From Our Minister's Work Station
From Our Minister's Workstation
Recent copies of the minsters letters from our Minister Brian. ...more

May 2019: We Remember and Pray for a Congregation



Sadly, as I write this Notre Dame has just been consumed by fire in what was a terrible loss of a building that obviously meant so much to many people. It was the lead item on the News and I saw the bulletin after the collapse of the spire. There was talk of a national treasure, ancient building, architectural wonder they even managed a religious meeting place. They did not mention it was a congregation’s church but they did catch a word with a member of the clergy. He talked about the tragedy of it happening while it was being renovated. I think I might have said ‘just before the joy of Easter’

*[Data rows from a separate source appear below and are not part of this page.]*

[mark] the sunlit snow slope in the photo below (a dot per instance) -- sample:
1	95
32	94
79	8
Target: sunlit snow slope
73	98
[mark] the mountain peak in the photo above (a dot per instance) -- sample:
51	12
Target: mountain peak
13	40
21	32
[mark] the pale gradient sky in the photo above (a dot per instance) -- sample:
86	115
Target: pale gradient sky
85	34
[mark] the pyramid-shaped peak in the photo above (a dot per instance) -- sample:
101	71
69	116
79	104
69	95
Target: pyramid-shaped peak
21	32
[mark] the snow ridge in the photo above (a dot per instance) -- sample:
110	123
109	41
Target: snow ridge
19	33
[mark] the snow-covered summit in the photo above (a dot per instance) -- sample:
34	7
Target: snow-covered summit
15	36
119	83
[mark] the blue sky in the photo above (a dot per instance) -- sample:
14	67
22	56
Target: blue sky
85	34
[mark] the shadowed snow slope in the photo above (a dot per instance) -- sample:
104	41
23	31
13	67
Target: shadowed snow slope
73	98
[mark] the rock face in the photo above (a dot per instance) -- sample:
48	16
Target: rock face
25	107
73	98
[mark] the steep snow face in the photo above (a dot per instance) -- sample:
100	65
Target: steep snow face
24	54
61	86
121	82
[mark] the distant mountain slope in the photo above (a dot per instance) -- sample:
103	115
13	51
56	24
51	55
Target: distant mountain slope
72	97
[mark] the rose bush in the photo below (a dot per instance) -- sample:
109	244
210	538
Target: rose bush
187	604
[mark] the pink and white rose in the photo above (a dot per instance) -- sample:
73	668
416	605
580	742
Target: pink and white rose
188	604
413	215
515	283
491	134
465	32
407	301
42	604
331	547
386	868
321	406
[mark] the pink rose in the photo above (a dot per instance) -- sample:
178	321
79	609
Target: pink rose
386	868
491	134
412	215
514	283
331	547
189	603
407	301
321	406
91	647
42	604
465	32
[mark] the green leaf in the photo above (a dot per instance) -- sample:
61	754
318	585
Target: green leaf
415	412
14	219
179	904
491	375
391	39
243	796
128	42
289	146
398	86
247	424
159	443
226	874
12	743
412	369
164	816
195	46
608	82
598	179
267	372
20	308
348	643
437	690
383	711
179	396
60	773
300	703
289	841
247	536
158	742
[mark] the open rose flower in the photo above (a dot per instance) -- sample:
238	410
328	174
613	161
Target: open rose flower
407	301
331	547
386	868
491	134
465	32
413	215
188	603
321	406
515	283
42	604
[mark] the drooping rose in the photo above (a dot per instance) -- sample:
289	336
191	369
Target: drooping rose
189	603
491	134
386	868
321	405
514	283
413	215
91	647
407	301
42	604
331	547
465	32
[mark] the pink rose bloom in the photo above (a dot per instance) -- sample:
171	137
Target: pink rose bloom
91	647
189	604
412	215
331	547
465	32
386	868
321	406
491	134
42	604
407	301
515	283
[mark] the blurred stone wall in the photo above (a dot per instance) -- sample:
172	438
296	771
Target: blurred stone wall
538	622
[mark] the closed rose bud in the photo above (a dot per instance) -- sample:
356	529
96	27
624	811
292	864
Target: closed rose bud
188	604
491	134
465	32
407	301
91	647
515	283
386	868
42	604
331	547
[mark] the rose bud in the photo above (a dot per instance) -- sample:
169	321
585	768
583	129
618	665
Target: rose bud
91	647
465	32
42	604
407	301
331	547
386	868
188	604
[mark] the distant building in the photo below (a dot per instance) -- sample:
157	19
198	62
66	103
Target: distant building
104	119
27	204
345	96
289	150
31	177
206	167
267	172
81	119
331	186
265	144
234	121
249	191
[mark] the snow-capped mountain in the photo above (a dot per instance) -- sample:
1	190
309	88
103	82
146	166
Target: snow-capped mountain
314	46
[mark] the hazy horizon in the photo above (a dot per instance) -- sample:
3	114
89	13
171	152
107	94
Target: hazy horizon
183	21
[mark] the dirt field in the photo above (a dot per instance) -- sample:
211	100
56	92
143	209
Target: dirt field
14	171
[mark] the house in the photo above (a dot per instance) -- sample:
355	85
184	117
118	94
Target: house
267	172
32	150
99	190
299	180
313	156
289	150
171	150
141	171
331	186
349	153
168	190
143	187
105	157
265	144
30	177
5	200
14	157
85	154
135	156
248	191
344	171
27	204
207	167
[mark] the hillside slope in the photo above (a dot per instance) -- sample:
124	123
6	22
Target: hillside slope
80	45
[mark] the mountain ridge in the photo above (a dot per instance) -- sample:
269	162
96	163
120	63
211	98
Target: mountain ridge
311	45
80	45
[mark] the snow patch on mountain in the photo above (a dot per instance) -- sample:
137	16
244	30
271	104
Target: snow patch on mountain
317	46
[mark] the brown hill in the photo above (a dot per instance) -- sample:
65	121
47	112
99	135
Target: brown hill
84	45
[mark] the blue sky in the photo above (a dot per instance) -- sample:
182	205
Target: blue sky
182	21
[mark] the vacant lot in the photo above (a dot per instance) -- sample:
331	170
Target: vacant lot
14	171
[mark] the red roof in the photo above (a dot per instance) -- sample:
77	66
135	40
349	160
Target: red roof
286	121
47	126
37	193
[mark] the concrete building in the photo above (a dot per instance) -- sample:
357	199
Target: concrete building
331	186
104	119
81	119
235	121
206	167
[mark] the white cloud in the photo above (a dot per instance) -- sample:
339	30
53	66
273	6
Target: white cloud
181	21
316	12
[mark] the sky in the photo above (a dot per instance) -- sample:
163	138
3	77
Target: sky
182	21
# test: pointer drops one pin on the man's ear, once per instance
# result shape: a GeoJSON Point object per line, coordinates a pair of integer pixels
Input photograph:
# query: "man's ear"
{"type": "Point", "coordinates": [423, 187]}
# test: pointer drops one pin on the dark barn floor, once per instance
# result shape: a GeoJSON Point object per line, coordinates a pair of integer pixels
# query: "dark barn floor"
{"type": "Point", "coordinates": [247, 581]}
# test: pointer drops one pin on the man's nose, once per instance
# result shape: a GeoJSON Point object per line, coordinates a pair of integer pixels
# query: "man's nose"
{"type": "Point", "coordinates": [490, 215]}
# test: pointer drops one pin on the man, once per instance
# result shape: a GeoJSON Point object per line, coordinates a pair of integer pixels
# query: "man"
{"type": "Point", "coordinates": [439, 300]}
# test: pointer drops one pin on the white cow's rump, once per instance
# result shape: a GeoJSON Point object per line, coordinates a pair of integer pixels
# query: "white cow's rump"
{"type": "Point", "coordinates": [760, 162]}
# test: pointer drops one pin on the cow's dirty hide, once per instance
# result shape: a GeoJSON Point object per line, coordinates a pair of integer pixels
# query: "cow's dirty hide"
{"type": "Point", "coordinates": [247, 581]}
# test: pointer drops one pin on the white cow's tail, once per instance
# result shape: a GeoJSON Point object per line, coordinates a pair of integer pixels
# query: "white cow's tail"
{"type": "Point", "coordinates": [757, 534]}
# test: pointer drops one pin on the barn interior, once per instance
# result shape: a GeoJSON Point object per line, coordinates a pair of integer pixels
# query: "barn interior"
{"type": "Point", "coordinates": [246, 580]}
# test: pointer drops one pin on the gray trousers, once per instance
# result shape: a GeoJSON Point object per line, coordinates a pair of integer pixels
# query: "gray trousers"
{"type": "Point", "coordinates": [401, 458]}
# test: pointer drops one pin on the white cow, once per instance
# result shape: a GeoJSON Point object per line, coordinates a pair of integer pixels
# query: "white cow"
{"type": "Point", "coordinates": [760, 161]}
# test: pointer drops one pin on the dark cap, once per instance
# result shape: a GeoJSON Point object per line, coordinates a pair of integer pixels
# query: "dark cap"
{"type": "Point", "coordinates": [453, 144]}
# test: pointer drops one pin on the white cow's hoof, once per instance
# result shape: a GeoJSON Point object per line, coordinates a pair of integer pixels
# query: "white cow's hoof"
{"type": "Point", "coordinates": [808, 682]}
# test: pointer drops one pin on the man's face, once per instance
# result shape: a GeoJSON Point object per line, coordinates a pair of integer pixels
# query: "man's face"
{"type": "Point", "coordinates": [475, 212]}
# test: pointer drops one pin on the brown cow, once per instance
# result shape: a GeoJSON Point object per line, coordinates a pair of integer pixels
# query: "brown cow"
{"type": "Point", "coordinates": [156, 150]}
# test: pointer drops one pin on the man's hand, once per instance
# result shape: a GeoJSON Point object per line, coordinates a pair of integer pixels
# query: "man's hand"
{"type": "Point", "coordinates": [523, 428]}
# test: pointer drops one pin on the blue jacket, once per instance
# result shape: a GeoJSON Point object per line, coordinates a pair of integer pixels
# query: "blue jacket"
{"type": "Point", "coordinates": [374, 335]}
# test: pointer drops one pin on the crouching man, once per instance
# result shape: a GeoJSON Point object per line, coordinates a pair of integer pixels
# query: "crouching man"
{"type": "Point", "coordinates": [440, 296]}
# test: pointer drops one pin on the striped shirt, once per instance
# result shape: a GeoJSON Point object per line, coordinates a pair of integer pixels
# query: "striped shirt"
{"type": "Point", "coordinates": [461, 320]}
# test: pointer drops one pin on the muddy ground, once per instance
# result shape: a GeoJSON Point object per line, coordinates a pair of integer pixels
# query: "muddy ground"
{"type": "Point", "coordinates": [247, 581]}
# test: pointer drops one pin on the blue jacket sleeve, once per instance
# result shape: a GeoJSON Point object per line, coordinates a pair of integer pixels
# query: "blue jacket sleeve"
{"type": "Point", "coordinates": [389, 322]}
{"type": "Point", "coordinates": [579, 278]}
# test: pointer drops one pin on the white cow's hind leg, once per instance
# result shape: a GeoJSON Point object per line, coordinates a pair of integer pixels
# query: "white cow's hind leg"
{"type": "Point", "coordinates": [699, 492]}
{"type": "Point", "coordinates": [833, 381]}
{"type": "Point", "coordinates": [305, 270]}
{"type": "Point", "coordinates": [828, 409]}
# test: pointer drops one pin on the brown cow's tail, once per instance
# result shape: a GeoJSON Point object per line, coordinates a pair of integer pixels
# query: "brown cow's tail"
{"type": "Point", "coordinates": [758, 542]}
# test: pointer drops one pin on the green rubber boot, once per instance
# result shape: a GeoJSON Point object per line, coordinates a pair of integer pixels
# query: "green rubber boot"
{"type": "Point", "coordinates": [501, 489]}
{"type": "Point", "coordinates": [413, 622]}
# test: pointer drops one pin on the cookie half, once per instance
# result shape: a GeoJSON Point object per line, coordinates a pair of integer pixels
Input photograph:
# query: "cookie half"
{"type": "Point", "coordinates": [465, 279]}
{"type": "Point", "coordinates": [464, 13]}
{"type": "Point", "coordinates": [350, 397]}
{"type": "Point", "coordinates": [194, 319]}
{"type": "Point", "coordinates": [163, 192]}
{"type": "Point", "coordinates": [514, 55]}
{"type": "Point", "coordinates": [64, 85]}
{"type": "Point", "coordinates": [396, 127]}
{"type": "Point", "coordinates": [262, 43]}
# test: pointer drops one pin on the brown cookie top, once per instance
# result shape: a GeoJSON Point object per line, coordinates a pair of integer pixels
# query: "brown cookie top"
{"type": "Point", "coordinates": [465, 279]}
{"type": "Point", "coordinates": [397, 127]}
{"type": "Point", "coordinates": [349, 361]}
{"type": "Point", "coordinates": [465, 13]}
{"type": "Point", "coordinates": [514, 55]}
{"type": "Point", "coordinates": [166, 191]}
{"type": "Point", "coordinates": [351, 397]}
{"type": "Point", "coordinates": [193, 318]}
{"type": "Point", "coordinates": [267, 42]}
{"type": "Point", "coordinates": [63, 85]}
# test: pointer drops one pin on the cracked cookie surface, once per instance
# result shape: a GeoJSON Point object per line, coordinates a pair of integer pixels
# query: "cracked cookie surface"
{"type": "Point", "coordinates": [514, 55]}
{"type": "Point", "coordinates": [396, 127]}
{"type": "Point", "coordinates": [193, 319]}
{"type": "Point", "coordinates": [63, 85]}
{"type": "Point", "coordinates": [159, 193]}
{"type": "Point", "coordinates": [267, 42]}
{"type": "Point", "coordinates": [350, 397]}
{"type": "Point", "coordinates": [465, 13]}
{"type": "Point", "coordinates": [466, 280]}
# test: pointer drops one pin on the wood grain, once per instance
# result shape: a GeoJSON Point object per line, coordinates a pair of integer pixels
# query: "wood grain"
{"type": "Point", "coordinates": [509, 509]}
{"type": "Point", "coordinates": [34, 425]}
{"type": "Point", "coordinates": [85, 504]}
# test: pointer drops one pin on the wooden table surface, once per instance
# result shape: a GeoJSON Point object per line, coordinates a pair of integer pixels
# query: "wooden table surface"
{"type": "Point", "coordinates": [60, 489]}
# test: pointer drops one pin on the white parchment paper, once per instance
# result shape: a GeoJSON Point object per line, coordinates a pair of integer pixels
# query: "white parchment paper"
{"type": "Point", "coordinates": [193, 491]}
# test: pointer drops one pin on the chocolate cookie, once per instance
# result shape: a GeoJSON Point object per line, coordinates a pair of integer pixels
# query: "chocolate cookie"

The next day a young nun had far more idea of what was important ‘The church is made of living stones and we are not consumed by this fire.’ I couldn’t find the actual clip again but that is the gist of her thought. In fact I didn’t hear anyone say thank goodness no one was hurt, there was rightly praise for the fire men. No doubt many brave actions will become known. The unspoken wonder is that no one perished.

However during that fateful day and last Sunday people came for worship, everything would be gearing up for Easter. They had no idea that this gothic masterpiece, certain to outlive them and their children’s children was about to have a near death experience. Watching the coverage of this as with New Zealand I was struck by the people there. Young and old were shocked but also not strangers to these venues.

I remember the fires at Windsor, York Minster, Glasgow School of art (twice) and of course the Royal Clarence in Exeter. All but one of these came about when restoration was taking place in or around these precious buildings. All have or are being rebuilt. Notre Dame will certainly go back up but it will take a while. I suspect it may not be the same builders but we will probably never know the cause. I am sure those involved in the renovation feel sick to their stomachs to think one of them might have missed something at the end of the day. They were working in a vast and complex structure. I know fire can lie dormant from activity days before.

In the gospels various references appear about the building time of the Temple and its size and grandeur. The religious leaders mistake Jesus challenge of bodily resurrection with the three day restoration of their treasured Temple. If those readings occur at this time some will wish that Notre-Dame could just whizz back into view three days later; completely restored

When we think on this we may grasp that where there is a will there is a way. In the case of God anything is possible but sadly I don’t think the French are about to be blessed with such a miracle. In the case of humanity structure, landscape, ideals can be returned if the move is popular. In fact resurrection is possible if one plans ahead but you need God for that particular thrill and its venue is heaven, not here.

Jesus promises resurrection to those who believe in him and those who seek and offer forgiveness. It is a very simple request really. Much easier than making a Queen’s Castle that was uniquely decorated afresh, or whipping up some very complicated windows for a Minster etc. If we are able to rise to the challenge on earth why is a simple password to heaven so rarely used?

The media looked at the structure, the aching wonder of the place and its more colourful past. They failed to grasp why it was built with love and resounded with worship even in the modern age. It would be great above all things if those two activities are paramount in her restoration. After all Notre-Dame is His church and living stones make all the difference.